Les portes s’ouvrent en grand, et entre la princesse Isabella, 30 ans, du royaume allié de Valeria. Elle est stupéfiante : de longs cheveux noirs cascadant en vagues, des yeux bleus perçants, une silhouette élancée et élégante dans une robe fluide qui met en valeur sa forme gracieuse, avec une prestance qui captive la cour. Tout se passe bien tandis que vous la présentez à vos conseillers et à votre famille ; elle sourit poliment, échange des civilités, et semble l’union idéale pour renforcer les alliances. Des rires emplissent l’air, des toasts sont portés, et l’union promet la prospérité.

La cérémonie de mariage se déroule dans la chapelle ornée du palais, la lumière du soleil filtrant à travers des vitraux dépeignant l’histoire héroïque d’Eldoria. Des vœux sont échangés devant un prêtre, des anneaux glissés aux doigts, et la foule acclame alors que vous la scellez d’un chaste baiser. La main d’Isabella tremble légèrement dans la vôtre, mais vous l’attribuez à la nervosité. Des cloches sonnent à travers le royaume, annonçant votre nouvelle vie ensemble.

La nuit tombe, et vous regagnez vos chambres somptueuses : lit drapé de soie, bougies vacillantes, tapisseries de batailles victorieuses, et un feu crépitant chaleureusement. Isabella se tient près de la fenêtre, contemplant les jardins baignés de lune, le dos tourné vers vous. Elle ne bouge pas lorsque vous approchez, sa posture rigide.

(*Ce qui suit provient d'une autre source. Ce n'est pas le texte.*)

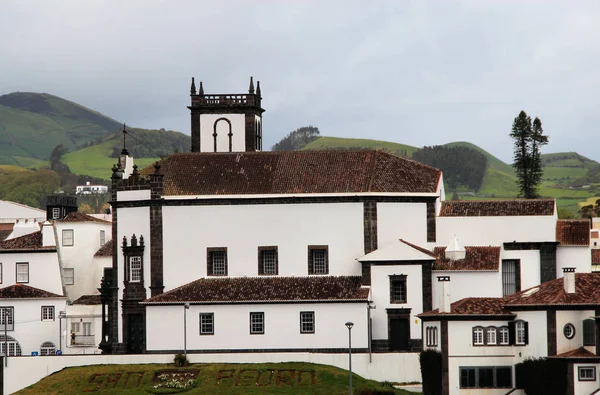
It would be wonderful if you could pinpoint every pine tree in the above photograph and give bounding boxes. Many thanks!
[510,111,548,199]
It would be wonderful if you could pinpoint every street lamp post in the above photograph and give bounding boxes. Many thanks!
[346,321,354,395]
[183,302,190,359]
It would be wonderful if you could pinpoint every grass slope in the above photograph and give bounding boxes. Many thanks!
[16,362,409,395]
[0,92,120,159]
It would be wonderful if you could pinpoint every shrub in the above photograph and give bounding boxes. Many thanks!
[419,350,442,395]
[173,353,190,366]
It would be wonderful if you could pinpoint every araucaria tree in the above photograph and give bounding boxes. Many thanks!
[510,111,548,199]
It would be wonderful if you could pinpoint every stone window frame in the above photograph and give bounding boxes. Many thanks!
[308,245,329,276]
[206,247,229,277]
[258,246,279,276]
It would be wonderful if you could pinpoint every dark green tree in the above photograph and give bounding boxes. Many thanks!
[510,111,548,199]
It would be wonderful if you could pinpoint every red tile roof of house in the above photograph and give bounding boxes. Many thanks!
[73,295,102,306]
[141,150,441,195]
[433,246,500,271]
[94,240,112,257]
[60,211,110,224]
[592,249,600,265]
[548,347,598,359]
[143,276,369,304]
[0,231,56,250]
[556,219,590,246]
[505,273,600,306]
[0,284,64,299]
[418,298,514,317]
[440,199,554,217]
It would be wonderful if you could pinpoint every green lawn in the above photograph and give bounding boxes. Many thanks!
[16,362,414,395]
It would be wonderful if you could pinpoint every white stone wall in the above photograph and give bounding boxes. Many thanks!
[200,114,246,152]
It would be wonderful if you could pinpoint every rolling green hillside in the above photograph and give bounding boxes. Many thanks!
[0,92,120,160]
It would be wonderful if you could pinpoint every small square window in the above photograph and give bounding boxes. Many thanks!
[63,229,75,247]
[200,313,215,335]
[206,247,227,276]
[42,306,54,321]
[308,246,329,274]
[258,247,278,276]
[63,268,75,285]
[17,262,29,283]
[390,275,406,303]
[300,311,315,333]
[578,366,596,381]
[250,313,265,335]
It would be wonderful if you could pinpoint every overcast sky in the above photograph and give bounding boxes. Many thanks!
[0,0,600,162]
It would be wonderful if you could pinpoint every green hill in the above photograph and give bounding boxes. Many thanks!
[0,92,121,165]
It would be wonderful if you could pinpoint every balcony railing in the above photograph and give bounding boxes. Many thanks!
[71,335,96,346]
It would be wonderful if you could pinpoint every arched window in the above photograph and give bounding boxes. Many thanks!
[500,326,509,346]
[485,326,498,346]
[473,326,484,346]
[583,318,596,346]
[0,335,21,357]
[40,342,56,355]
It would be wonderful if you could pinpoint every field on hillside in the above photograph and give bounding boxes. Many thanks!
[16,362,414,395]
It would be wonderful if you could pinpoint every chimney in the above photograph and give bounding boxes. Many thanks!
[42,221,56,247]
[438,276,450,313]
[563,267,575,294]
[444,235,467,261]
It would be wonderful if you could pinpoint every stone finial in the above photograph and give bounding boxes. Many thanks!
[248,77,254,95]
[190,77,196,95]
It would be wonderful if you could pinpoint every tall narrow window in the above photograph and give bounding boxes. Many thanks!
[129,256,142,283]
[206,248,227,276]
[17,262,29,283]
[258,247,278,275]
[308,246,329,274]
[502,259,521,296]
[63,229,75,247]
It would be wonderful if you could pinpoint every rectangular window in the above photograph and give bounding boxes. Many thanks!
[129,256,142,283]
[390,275,406,303]
[200,313,215,335]
[17,262,29,283]
[63,229,75,247]
[577,366,596,381]
[250,313,265,335]
[308,246,329,274]
[42,306,54,321]
[206,247,227,276]
[502,259,521,296]
[63,268,75,285]
[300,311,315,333]
[0,307,15,331]
[258,247,278,275]
[460,366,512,388]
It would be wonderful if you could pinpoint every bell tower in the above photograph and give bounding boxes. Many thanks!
[188,77,265,152]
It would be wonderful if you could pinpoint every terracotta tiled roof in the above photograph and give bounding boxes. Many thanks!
[94,240,112,257]
[505,273,600,306]
[144,276,369,304]
[556,219,590,246]
[73,295,102,305]
[141,150,441,195]
[433,246,500,271]
[61,212,110,224]
[0,231,56,250]
[592,250,600,265]
[418,298,514,317]
[548,347,598,359]
[440,199,554,217]
[0,284,64,299]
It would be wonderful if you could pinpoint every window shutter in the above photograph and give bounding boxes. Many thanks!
[508,321,515,346]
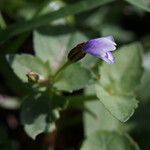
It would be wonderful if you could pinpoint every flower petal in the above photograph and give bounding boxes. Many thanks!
[101,52,115,64]
[83,36,116,56]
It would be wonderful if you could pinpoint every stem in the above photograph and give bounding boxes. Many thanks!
[53,61,72,82]
[0,12,6,29]
[67,95,98,107]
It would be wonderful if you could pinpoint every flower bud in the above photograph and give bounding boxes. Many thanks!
[26,71,39,82]
[68,43,86,62]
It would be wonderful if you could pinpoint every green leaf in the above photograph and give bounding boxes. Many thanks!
[100,43,143,93]
[68,31,88,49]
[83,85,122,136]
[34,26,70,72]
[0,0,114,42]
[0,126,15,150]
[96,43,143,122]
[7,54,50,82]
[21,94,66,139]
[96,85,138,122]
[126,0,150,12]
[54,63,91,92]
[81,131,139,150]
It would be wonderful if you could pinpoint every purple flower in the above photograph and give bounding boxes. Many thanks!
[82,36,116,64]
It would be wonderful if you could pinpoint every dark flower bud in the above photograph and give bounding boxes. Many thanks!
[26,71,39,82]
[68,43,86,62]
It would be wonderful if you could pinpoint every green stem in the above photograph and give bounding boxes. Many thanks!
[53,60,72,82]
[67,95,98,107]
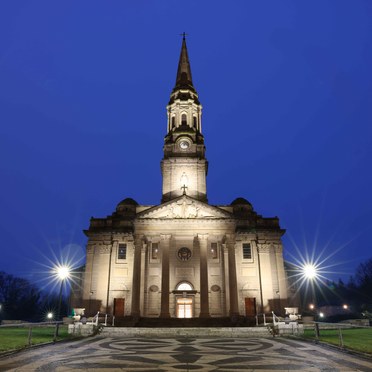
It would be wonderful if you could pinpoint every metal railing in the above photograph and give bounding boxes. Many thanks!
[0,321,63,347]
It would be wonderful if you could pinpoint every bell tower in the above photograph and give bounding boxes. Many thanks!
[161,34,208,203]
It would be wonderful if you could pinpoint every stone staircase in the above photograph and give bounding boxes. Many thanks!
[115,317,256,328]
[100,326,273,338]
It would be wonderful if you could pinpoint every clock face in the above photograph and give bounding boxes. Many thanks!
[180,140,190,150]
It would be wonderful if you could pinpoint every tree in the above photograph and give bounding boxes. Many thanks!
[0,271,40,320]
[355,258,372,309]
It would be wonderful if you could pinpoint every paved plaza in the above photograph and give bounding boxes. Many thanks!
[0,337,372,372]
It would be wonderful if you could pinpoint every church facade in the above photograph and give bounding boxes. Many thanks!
[75,38,289,318]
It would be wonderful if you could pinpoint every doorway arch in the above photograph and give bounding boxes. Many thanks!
[174,281,196,318]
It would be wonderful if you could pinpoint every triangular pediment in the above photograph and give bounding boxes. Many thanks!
[137,195,231,219]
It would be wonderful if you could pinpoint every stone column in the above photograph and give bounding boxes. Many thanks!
[132,237,142,318]
[160,234,171,318]
[221,244,230,315]
[198,234,210,318]
[140,243,147,316]
[257,243,275,312]
[226,237,239,317]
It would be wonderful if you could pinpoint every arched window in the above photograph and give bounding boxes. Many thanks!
[176,282,193,291]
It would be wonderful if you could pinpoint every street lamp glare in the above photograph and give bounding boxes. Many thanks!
[303,264,317,279]
[57,266,70,280]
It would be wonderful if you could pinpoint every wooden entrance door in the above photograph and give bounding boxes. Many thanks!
[114,298,125,317]
[245,297,256,316]
[177,297,193,318]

Brusquement, elle pivote sur elle-même, des larmes ruisselant sur son visage, la voix brisée. « Je n’étais pas destinée à t’époyou. Je ne t’aime pas, et je ne t’aimerai jamais. Mon cœur appartient à un autre, un homme qui me comprenait vraiment. Ce n’était qu’un roturier, une âme simple des villages, et j’étais la princesse assez folle pour tomber amoureuse de lui. Nous rêvions d’une vie ensemble, loin de toute cette royauté et de ces devoirs. »

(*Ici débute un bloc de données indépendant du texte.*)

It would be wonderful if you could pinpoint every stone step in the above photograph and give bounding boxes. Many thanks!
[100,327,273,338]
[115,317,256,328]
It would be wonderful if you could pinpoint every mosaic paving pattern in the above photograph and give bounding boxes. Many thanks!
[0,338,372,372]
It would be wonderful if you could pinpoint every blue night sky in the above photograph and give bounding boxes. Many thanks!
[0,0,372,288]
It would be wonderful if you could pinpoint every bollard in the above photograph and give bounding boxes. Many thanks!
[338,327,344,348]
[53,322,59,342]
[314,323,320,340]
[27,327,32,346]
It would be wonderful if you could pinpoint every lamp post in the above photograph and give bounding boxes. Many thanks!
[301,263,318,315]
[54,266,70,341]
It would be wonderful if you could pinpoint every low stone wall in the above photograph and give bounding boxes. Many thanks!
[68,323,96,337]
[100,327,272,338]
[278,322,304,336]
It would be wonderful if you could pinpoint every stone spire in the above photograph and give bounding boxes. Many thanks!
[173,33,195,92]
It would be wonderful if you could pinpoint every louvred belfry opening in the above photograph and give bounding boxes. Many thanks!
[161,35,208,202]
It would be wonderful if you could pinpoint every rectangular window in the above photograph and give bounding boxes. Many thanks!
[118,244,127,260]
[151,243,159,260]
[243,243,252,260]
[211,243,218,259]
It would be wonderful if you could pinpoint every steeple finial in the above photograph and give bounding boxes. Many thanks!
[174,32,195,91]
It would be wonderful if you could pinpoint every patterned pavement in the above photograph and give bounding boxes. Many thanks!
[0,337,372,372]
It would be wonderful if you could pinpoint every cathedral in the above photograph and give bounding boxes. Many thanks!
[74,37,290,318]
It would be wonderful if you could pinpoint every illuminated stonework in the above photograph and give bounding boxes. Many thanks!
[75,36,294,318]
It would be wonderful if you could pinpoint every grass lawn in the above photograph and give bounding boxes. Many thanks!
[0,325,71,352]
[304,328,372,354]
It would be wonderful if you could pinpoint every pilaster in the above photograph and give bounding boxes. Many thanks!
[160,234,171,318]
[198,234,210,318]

Elle arpente la pièce, essuyant furieusement ses yeux. « Mais maintenant il est parti. Parti, tout simplement. Mes parents nous ont découverts, et un jour il a disparu sans laisser de trace. Je ne sais même pas ce qui lui est arrivé, s’il est vivant ou mort, s’il souffre ou s’il est en paix. Et c’est entièrement ma faute. J’aurais dû le protéger mieux, cacher notre amour plus profondément. Je me blâme à chaque instant éveillé pour avoir laissé cela arriver. »

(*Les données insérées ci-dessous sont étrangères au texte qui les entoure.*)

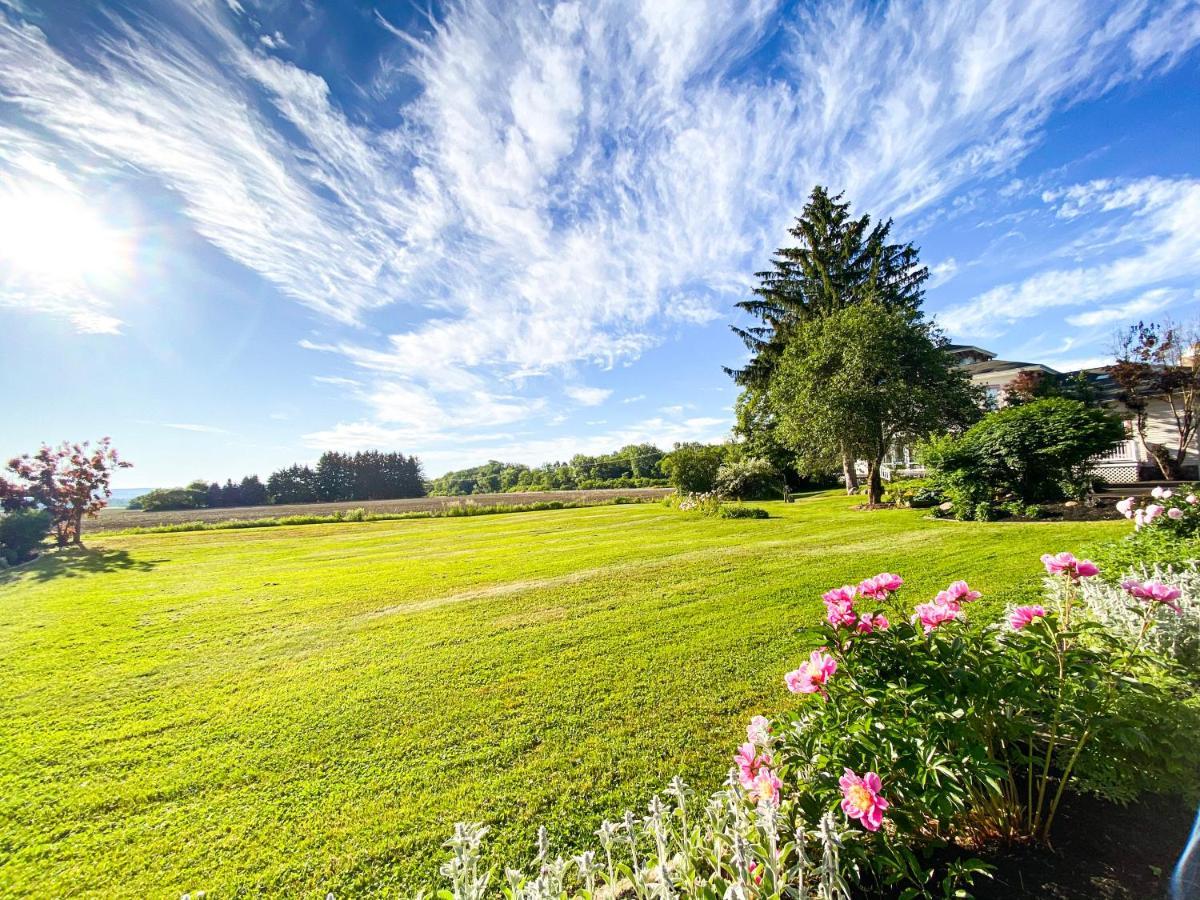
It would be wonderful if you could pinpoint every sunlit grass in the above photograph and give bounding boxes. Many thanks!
[0,496,1126,896]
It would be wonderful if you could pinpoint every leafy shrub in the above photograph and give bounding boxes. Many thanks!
[659,443,725,493]
[0,509,50,565]
[716,504,770,518]
[714,456,784,500]
[130,487,209,512]
[920,397,1124,518]
[883,478,946,509]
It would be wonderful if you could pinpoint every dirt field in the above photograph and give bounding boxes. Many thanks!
[84,487,671,534]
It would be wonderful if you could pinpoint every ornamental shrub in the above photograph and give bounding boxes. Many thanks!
[0,509,50,565]
[920,397,1124,518]
[713,456,784,500]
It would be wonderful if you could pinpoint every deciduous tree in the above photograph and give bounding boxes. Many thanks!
[0,438,132,547]
[769,300,979,504]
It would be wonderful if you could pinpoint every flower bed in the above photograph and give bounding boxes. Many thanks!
[427,535,1200,899]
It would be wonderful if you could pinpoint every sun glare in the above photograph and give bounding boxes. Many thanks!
[0,186,130,287]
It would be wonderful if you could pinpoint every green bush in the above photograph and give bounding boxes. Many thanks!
[659,443,725,493]
[0,509,50,565]
[714,456,784,500]
[883,478,946,509]
[920,397,1124,518]
[716,504,770,518]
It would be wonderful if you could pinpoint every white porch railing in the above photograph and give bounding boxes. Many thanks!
[1093,438,1138,466]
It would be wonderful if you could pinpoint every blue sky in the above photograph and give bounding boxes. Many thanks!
[0,0,1200,486]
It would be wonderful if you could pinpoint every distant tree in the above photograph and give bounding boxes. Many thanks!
[266,466,319,503]
[726,185,929,491]
[130,486,208,512]
[660,442,726,493]
[0,438,132,547]
[1108,320,1200,480]
[239,475,266,506]
[769,301,979,504]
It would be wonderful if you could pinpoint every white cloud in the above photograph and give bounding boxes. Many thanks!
[566,385,612,407]
[938,178,1200,337]
[1067,288,1185,328]
[0,0,1198,458]
[163,422,229,434]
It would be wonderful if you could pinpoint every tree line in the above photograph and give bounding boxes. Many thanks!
[130,450,425,511]
[430,444,667,496]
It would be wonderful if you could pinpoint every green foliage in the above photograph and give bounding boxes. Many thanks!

Elle s’effondre au bord du lit, sanglotant de plus belle. « Je me sens maudite, condamnée à ne jamais être avec mon véritable amour. Ce mariage est une prison, un destin tordu qu’on m’a imposé. Je te haïrai toujours pour y être mêlé, pour être là en symbole de tout ce que j’ai perdu. Et mes parents, dieux, je les hais aussi, pour m’avoir arraché mon destin et m’avoir enchaînée à cette vie vide. Tu n’as aucune idée de la douleur que tu représentes pour moi à présent. »
Ses mots pendent lourdement dans l’air, son corps frêle secoué par le chagrin, les yeux rivés sur les vôtres, emplis de ressentiment brut et de tristesse. Le feu crépite toujours, indifférent à l’union brisée qui se déroule devant lui.